WASHINGTON — Le Sénat américain est en train d’exécuter en urgence une résolution bipartisane post-Charlottesville qui appellerait le président américain Donald Trump à rejeter les suprématistes blancs et, ce qui est une initiative rare, exigerait sa signature.

La résolution a été placée jeudi sur le calendrier officiel, ce qui signifie qu’elle a passé les obstacles de procédures et qu’elle sera bientôt présentée au vote. Ce qui est inhabituellement rapide au Sénat pour une résolution introduite au cours de la journée précédente.

Les parrains de la résolution – les sénateurs Mark Warner et Tim Kaine, deux démocrates de Virginie, et les sénateurs républicains Cory Gardner du Colorado, Lisa Murkowski de l’Alaska et Johnny Isakson de Georgie – ont utilisé un mécanisme qui exige la signature par le président de la résolution.

La majorité des résolutions non-contraignantes exigent simplement un vote de majorité, car elles ne feront pas office de loi et ne font qu’exprimer le sentiment de l’instance. Cette résolution obligerait Trump à s’engager pleinement envers les termes qui sont exprimés dans le texte.
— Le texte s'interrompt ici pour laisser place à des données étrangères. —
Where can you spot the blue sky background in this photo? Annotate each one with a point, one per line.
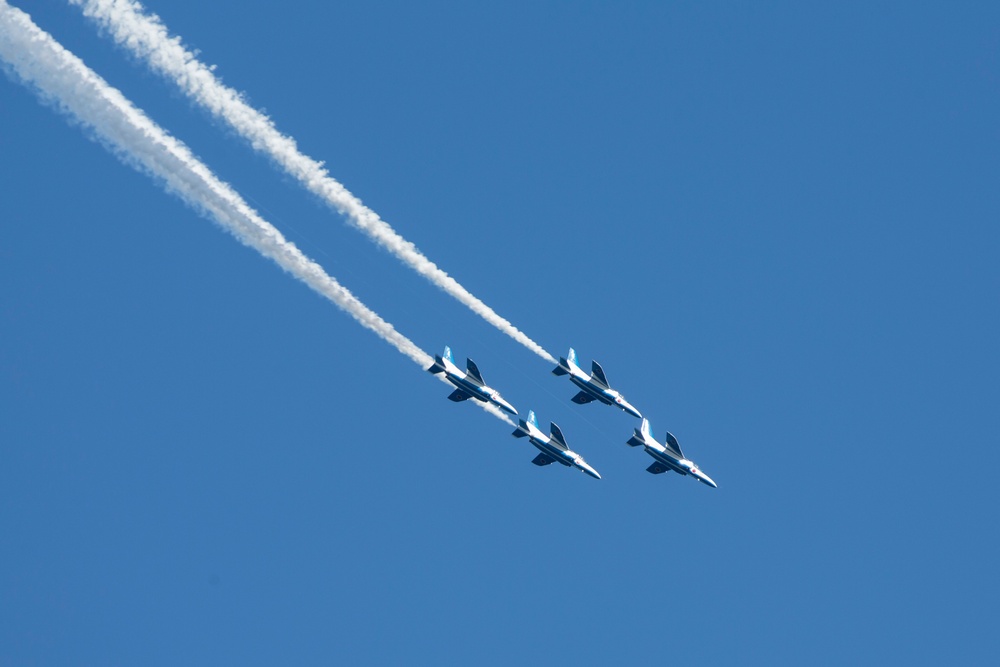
(775, 226)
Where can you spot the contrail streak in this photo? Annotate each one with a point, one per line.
(146, 37)
(60, 78)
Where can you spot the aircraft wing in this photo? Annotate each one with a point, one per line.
(474, 373)
(598, 376)
(542, 460)
(458, 395)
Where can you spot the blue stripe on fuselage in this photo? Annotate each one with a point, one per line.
(477, 391)
(597, 393)
(551, 451)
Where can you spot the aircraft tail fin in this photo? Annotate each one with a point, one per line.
(522, 426)
(566, 365)
(437, 366)
(672, 443)
(556, 437)
(640, 436)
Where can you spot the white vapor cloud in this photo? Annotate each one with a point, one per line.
(146, 37)
(63, 80)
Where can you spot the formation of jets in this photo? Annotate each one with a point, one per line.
(553, 447)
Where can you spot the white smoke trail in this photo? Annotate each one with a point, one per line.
(146, 37)
(59, 77)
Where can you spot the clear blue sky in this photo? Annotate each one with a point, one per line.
(775, 226)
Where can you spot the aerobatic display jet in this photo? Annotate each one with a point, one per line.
(593, 387)
(470, 383)
(668, 456)
(553, 447)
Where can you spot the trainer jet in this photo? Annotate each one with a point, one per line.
(470, 384)
(667, 457)
(553, 447)
(593, 387)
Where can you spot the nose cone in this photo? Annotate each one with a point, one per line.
(504, 405)
(705, 479)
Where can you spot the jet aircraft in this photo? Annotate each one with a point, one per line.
(553, 448)
(593, 387)
(668, 457)
(470, 384)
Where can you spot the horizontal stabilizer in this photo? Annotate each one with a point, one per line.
(542, 460)
(458, 395)
(598, 376)
(673, 444)
(474, 373)
(557, 438)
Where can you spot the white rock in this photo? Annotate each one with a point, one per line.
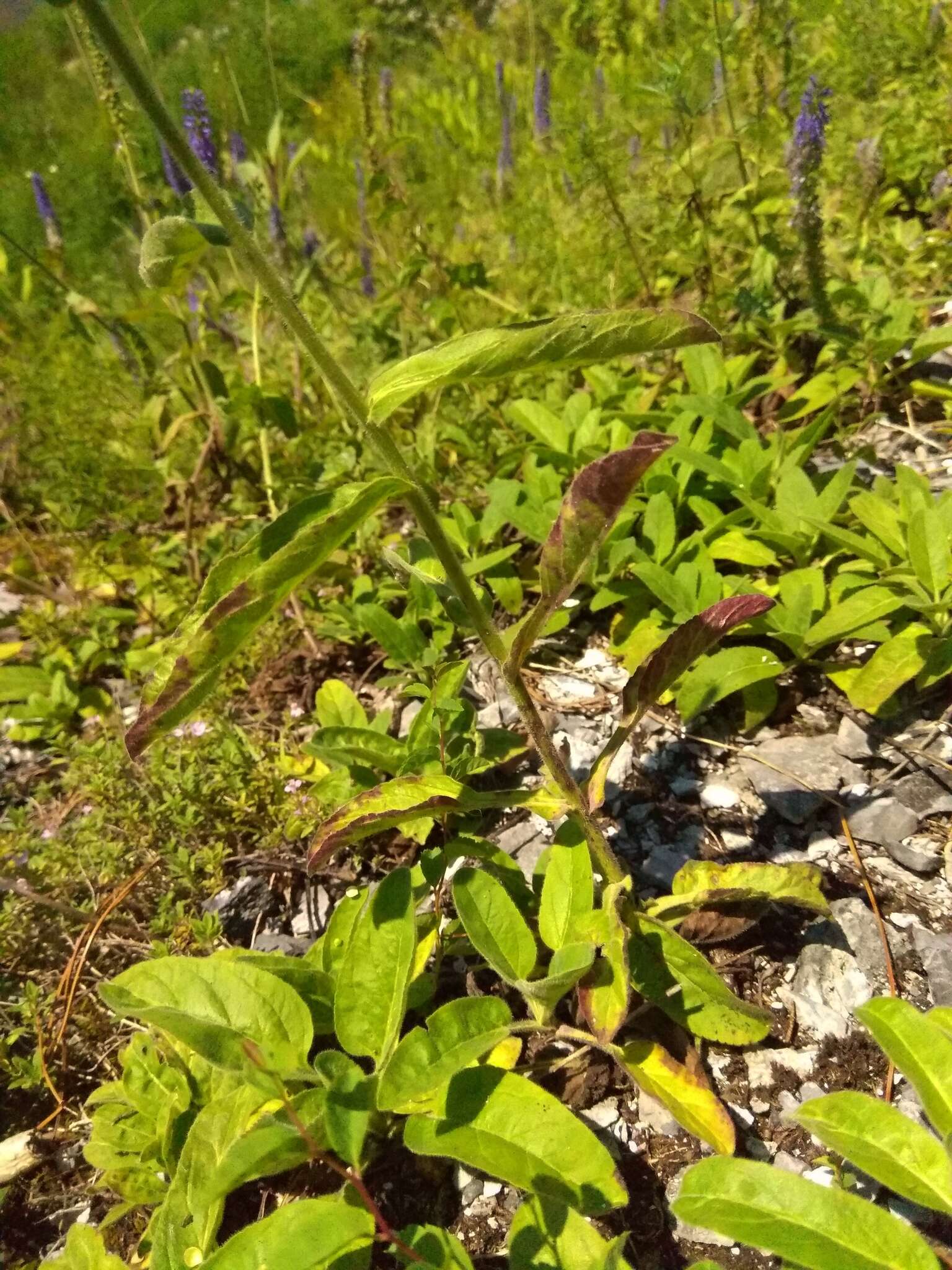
(719, 797)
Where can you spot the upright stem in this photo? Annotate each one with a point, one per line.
(355, 409)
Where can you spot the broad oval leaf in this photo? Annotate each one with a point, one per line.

La résolution « rejette le nationalisme blanc, la suprématie blanche et le néo-nazisme comme étant des expressions haineuses d’intolérance qui sont contradictoires avec les valeurs qui définissent la population des Etats-Unis ». Elle recommande également vivement au président et à son administration de « s’exprimer contre les groupes de haine qui épousent le racisme, l’extrémisme, la xénophobie, l’antisémitisme et le suprématisme blanc et à utiliser toutes les ressources à la disposition du président et du cabinet présidentiel pour s’attaquer à la prévalence croissante de ces groupes de haine aux Etats-Unis ».

Des centaines de suprématistes, de néonazis et de membres de l'extrême-droite américaine à Charlottesville, en Virginie, le 12 août 2017. (Crédit : Chip Somodevilla/Getty Images/AFP)

Des centaines de suprématistes, de néonazis et de membres de l’extrême-droite américaine à Charlottesville, en Virginie, le 12 août 2017. (Crédit : Chip Somodevilla/Getty Images/AFP)

La résolution se retient assidûment de blâmer les autres parties en lice dans le cadre des violences meurtrières survenues à Charlottesville, en Virginie, le mois dernier, lorsque des suprématistes blancs avaient cherché à protéger des monuments confédérés. Un suprématiste blanc présumé avait également lancé son véhicule contre un groupe de contre-manifestants, tuant Heather Heyer, 32 ans, qui est nommée et fait l’objet d’un hommage dans la résolution.

Trump, le jour de l’attaque et les jours suivants, avait été vivement critiqué par des personnalités importantes issues des camps républicain et démocrate pour avoir attribué la responsabilité des violences à « de nombreuses parties » présentes sur le terrain ce jour-là, ajoutant qu’il y avait « des gens très bien » des deux côtés.

La résolution appelle également le procureur-général et le département de la sécurité intérieure à « enquêter en profondeur sur tous les actes de violence, d’intimidation et de terrorisme national commis par les suprématistes blancs ». Trump a récemment mis un terme au financement d’un tel groupe de travail qui se consacrait à la sécurité intérieure.